Глава 13

Обратная дорога растянулась для меня в вечность. Замок уже маячил впереди, и можно было пришпорить коня, но я продолжала плестись вдоль обочины в надежде унять бушевавшую внутри бурю до того, как достигну ворот.

До определённой степени мне это даже удалось, потому что конюх не посмотрел на меня странно, а две молоденькие служанки, встретившиеся в галерее, не шарахнулись испуганно в сторону.

Разговор с Вильгельмом занял больше времени, чем я предполагала, но прошёл легче, чем я смела надеяться.

Он мог взять своё, унизив меня походя, заставить умолять о столь нужном мне ответе. В конце концов, просто отказать в каких бы то ни было объяснениях.

На деле же мы просидели на скамейке в яблоневой аллее почти два часа. Конечно же, это не сделало нас друзьями, но в каком-то смысле помогло обоим примириться с тем, что исправить мы уже не могли.

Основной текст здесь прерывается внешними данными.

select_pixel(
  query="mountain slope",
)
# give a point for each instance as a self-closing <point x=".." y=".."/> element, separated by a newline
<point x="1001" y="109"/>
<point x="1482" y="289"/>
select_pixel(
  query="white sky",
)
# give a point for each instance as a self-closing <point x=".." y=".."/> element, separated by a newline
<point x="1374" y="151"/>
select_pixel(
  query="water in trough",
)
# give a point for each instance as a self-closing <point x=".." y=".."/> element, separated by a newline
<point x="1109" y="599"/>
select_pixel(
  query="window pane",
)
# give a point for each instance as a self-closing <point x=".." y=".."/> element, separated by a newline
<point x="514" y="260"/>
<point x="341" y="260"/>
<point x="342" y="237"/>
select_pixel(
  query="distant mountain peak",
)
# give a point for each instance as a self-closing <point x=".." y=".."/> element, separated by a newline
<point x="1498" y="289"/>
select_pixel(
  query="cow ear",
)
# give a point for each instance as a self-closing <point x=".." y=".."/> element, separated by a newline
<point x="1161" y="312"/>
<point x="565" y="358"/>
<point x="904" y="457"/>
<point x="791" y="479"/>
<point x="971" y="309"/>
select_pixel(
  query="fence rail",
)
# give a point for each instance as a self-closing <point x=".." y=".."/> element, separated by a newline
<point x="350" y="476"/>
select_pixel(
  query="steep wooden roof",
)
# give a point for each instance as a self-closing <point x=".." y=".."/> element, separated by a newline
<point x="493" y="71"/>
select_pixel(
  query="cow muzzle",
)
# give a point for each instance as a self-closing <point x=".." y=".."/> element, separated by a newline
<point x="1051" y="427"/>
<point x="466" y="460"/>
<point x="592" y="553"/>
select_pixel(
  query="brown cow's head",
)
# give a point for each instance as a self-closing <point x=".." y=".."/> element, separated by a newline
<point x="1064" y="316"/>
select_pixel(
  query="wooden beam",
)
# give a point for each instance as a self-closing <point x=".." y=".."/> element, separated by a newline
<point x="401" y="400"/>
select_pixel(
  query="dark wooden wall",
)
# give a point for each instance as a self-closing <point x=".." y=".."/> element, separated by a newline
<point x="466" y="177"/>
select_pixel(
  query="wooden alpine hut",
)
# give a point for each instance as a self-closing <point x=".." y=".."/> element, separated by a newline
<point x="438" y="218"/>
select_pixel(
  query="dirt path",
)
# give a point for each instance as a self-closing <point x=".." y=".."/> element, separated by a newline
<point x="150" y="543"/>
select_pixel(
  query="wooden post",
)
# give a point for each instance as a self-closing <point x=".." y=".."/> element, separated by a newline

Барон держался очень обходительно, беседуя со мной и правда как с приятной знакомой, а не как с супругой кровного врага, но его общество взволновало меня, слишком сильно.

Я никогда не была особенно чувствительной и склонной падать в обмороки даже при виде крови, но сейчас слабость была такой, что хотелось только уснуть и никого и ничего не видеть.

Точно зная, что Удо жив и физически здоров, я могла себе позволить сделать это без зазрения совести.

О том, как стану объясняться с Бруно, когда он вернётся, я решила подумать после, когда приду в себя.

Медленно и наконец спокойно засыпая, я думала о письмах, оставшихся лежать в библиотеке. Рассылать их пока было рано, но над моим траурным платьем уже трудились две швеи, а значит, даже в ожидании я не бездействовала.

Сны, которых опасался Бруно, меня снова не потревожили, как будто он спугнул их своим вниманием, и спала я так долго и крепко, что очнулась только к обеду следующего дня.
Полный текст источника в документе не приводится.